The Seven Critical Elements of a Business Emergency Plan
- Direction & Control: Who is in charge of making critical decisions, managing resources, analyzing information? Ensure that the chain of command during an emergency is clear to all of your employees.
- Communications: How will you contact your employees? Your customers? Neighboring businesses? Local officials?
- Life Safety: Teach your employees about evacuation vs. sheltering-in-place. Identify external assembly areas if you are evacuated. Establish a system to account for your employees. Plan for employees with special needs or disabilities.
- Property Protection: Make sure you have plans for shutting down or moving critical equipment. Identify critical records or data and consider backing them up at another location.
- Public Information/Media Relations: After a large emergency affecting your business, media representatives will want to speak with you. Consider preparing background information about your company. Some companies designate and train a spokesperson who can speak comfortably with the media and provide critical information to clients and customers.
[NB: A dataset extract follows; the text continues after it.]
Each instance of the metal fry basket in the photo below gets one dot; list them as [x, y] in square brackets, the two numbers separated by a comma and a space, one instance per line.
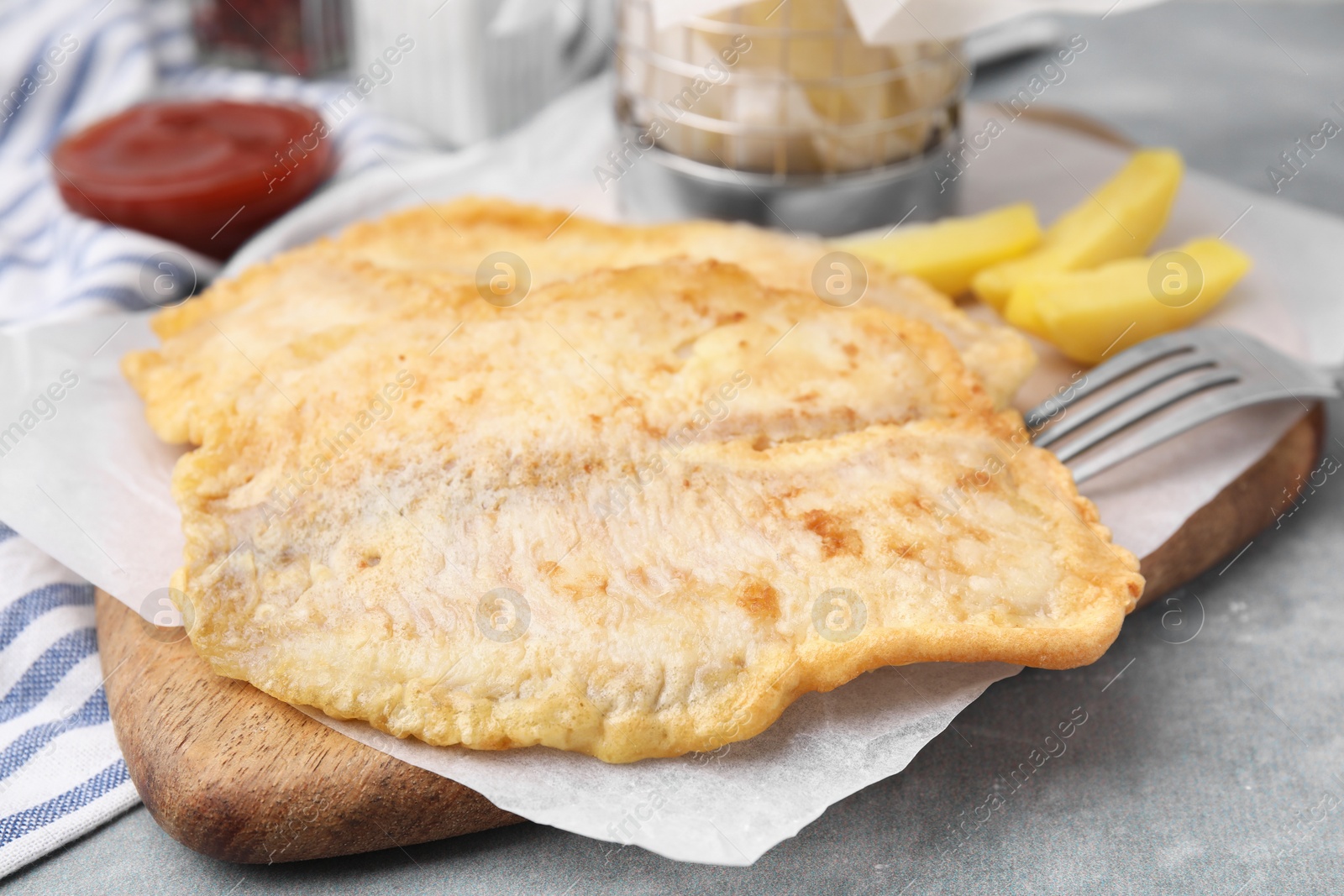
[779, 113]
- Recovery & Restoration – Business Continuity Planning:A thorough business continuity plan may help you maintain your business operations throughout an emergency or ensure a quick recovery after an emergency has occurred. A Business Continuity Plan (BCP) should address the following:
- Essential Functions: Identify and prioritize functions and identify the number of personnel and the equipment needed to perform these functions.
- Delegation of Authority: Identify personnel who are able to make critical decisions and identify the circumstances under which their authority would be used.
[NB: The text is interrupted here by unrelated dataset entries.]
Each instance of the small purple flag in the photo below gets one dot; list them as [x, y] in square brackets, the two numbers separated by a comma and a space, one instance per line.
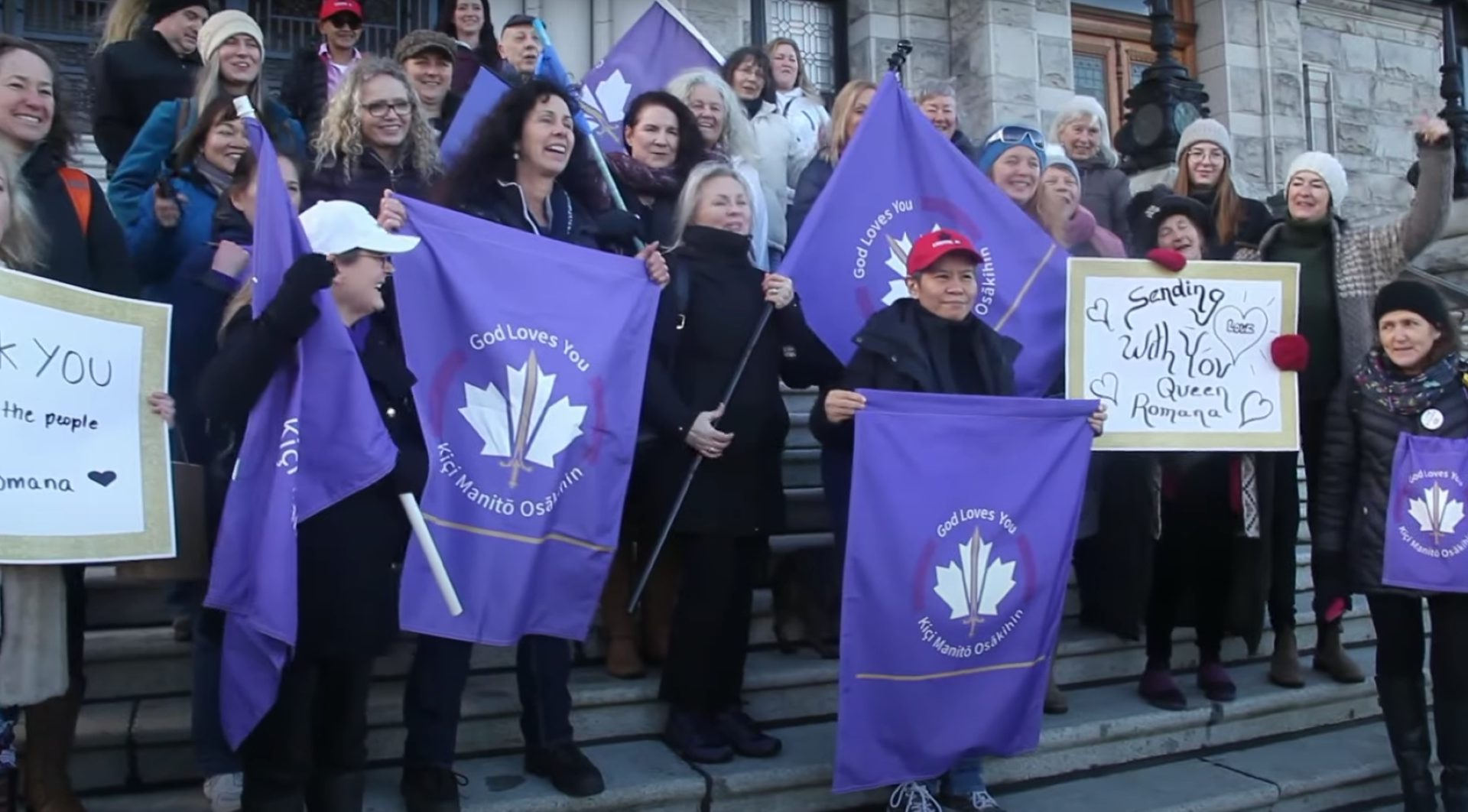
[477, 103]
[896, 181]
[660, 46]
[963, 515]
[531, 359]
[313, 440]
[1426, 534]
- Order of Succession: Develop orders of succession of sufficient depth and geographical dispersal for key positions within your department and develop procedures for the conditions under which succession will take place.
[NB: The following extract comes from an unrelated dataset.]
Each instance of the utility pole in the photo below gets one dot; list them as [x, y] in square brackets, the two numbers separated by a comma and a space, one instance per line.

- Alternate Facilities: Identify alternate facilities where priority functions could be performed (home or alternate office space) and describe any limitations for full operations (space, equipment, and infrastructure).
- Communications: Describe methods of communications needed for operations and tools that are available at alternate facilities.
- Vital Records & Databases: Identify critical operations documents, financial records, and timekeeping items and describe where how and where they are duplicated.
- Administration & Logistics: Maintain complete and accurate records to ensure a more efficient response and recovery; designate personnel to acquire and track supplies and resources.